Je ne parle que pour mémoire du renvoi par la cour royale de Montpellier devant la cour d’assises de l’Aude de MM. V*** et Guizard, cordonnier, pour avoir couvert une protestation de ce genre, en faveur de la réforme électorale, d’un nombre considérable de signatures honorables—mais fausses.
Mon cher voisin, ces protestations, ces adresses, etc., sont, pour la plupart, envoyées toutes faites de Paris aux villes qui en demandent ou qui n’en demandent pas,—absolument comme faisaient, sous la Restauration, les hommes aujourd’hui au pouvoir; et bien des villes apprennent seulement par les journaux et avec un grand étonnement qu’elles sont livrées au trouble et à la discorde. Des commis voyageurs spéciaux colportent les listes et récoltent des signatures,—s’attachant plus au nombre qu’à une importance qu’il est difficile de discuter vu la distance,—toujours comme faisait, sous la Restauration, le parti libéral aujourd’hui aux affaires.
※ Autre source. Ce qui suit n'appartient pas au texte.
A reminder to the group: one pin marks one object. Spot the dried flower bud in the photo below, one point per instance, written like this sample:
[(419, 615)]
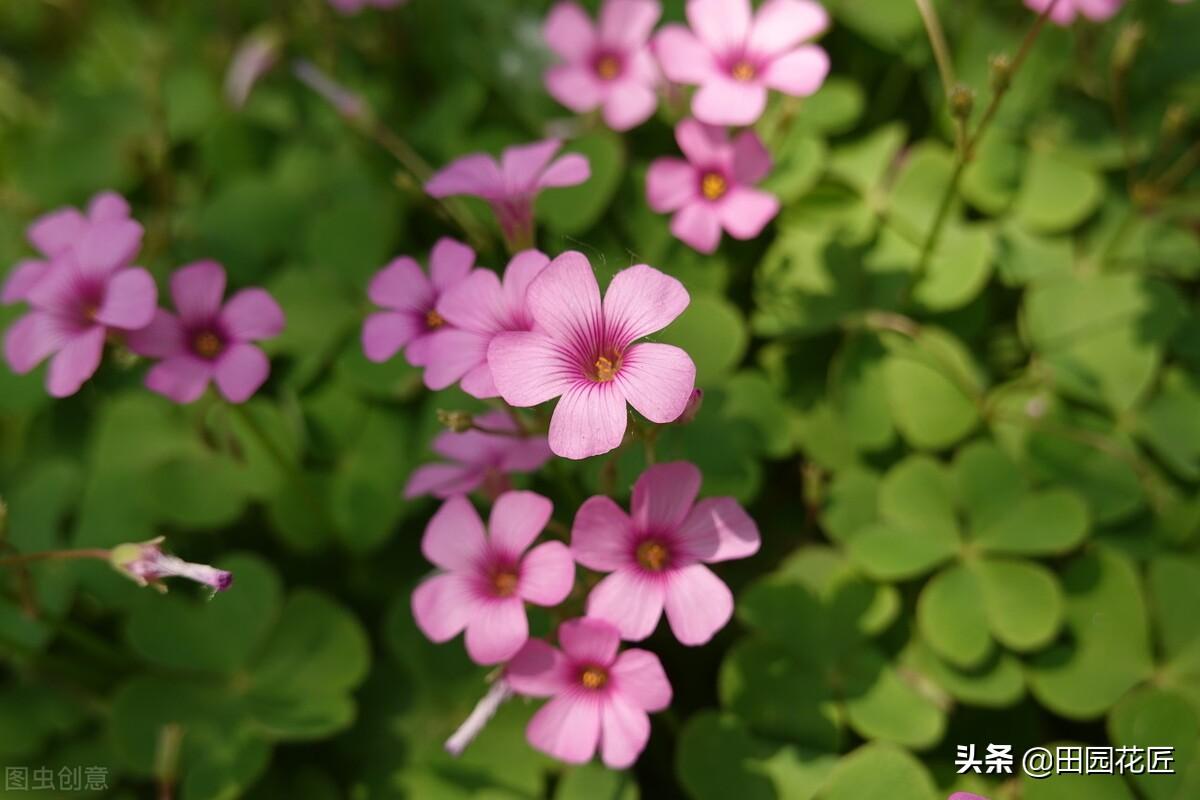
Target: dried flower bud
[(148, 565)]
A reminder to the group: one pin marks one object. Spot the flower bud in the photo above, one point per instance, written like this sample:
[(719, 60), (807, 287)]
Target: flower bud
[(148, 565)]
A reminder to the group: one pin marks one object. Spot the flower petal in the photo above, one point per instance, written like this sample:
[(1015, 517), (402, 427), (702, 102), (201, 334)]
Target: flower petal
[(719, 529), (31, 340), (799, 72), (745, 211), (783, 24), (671, 184), (76, 362), (442, 606), (601, 535), (252, 314), (528, 368), (697, 603), (450, 262), (387, 331), (657, 379), (240, 372), (683, 58), (454, 539), (724, 101), (571, 169), (639, 678), (627, 24), (197, 290), (402, 286), (664, 494), (589, 641), (537, 671), (547, 575), (516, 519), (443, 480), (568, 728), (624, 732), (497, 630), (630, 601), (568, 31), (183, 378), (721, 24), (477, 174), (641, 301), (588, 420), (129, 300)]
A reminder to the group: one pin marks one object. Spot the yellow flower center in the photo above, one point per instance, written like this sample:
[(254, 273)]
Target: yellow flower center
[(713, 186), (207, 344), (594, 678), (653, 555), (743, 71), (607, 67)]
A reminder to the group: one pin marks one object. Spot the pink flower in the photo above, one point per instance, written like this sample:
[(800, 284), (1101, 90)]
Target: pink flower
[(657, 555), (411, 300), (609, 65), (511, 185), (599, 698), (82, 293), (1066, 11), (480, 459), (714, 188), (355, 6), (208, 341), (148, 565), (477, 308), (735, 56), (489, 576), (585, 352)]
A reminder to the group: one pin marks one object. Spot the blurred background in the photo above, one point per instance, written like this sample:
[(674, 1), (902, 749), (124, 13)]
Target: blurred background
[(978, 498)]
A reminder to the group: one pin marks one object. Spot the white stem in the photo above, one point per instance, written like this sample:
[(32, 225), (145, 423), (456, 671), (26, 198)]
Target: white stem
[(474, 723)]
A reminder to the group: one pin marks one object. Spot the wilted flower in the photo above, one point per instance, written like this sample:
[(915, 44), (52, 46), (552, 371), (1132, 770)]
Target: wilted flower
[(657, 555), (511, 185), (736, 55), (148, 565), (598, 697), (477, 308), (586, 353), (714, 187), (609, 65), (208, 341), (487, 576), (82, 293), (411, 301), (1066, 11), (479, 459)]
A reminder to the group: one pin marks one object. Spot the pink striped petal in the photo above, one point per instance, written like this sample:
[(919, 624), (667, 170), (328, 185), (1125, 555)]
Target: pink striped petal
[(629, 601), (697, 603)]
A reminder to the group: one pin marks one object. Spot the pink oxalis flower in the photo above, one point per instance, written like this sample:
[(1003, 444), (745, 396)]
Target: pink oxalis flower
[(511, 185), (479, 459), (586, 353), (409, 299), (487, 575), (598, 697), (606, 66), (478, 308), (148, 565), (1066, 11), (735, 55), (655, 557), (714, 187), (84, 290), (208, 341)]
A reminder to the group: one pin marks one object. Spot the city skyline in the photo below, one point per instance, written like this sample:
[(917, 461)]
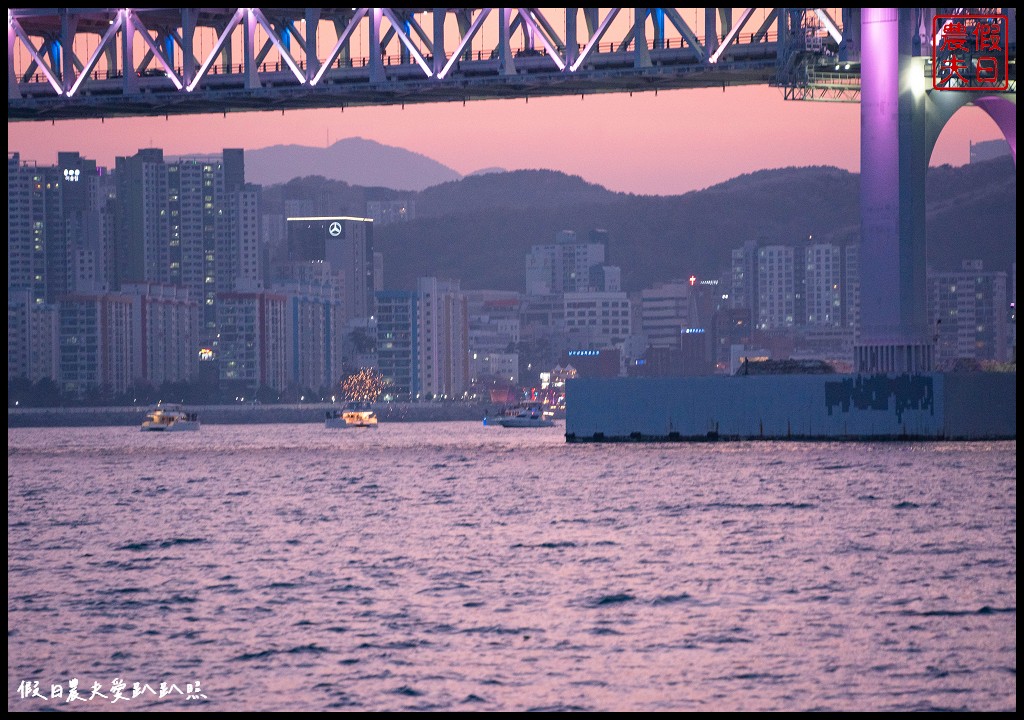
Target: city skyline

Il a à subir les manœuvres qu’il a imaginées,—il les connaît pour les avoir pratiquées quinze ans; il aura donc plus de facilité pour se défendre,—mais il n’a guère le droit de se plaindre.
Mon voisin se leva, me serra la main et partit un peu rassuré,—me laissant occupé à regarder s’allumer les étoiles.
Quand un fameux ministre disait:—Laissez, laissez, qu’ils chantent, ils payeront,—c’est que de son temps ce n’était pas la Marseillaise qu’on chantait.
Quand M. Rossi a été nommé pair de France, quelqu’un a écrit à un de ses cousins: «Cette nomination a dû vous causer une grande joie; car moi, qui ne suis ni son parent, ni son ami, j’ai failli en mourir de rire.»
Comme on parlait, devant l’archevêque de Paris, du duel, que certains tribunaux condamnent et que d’autres acquittent,—monseigneur Ollivier, évêque d’Évreux, dont on connaît l’impétuosité, eut l’indiscrétion de dire à monseigneur Affre:—«Mais enfin, monsieur, si on vous donnait un soufflet, que feriez-vous?—Monsieur, répondit l’archevêque de Paris, je sais bien ce que je devrais faire, mais je ne sais pas ce que je ferais.»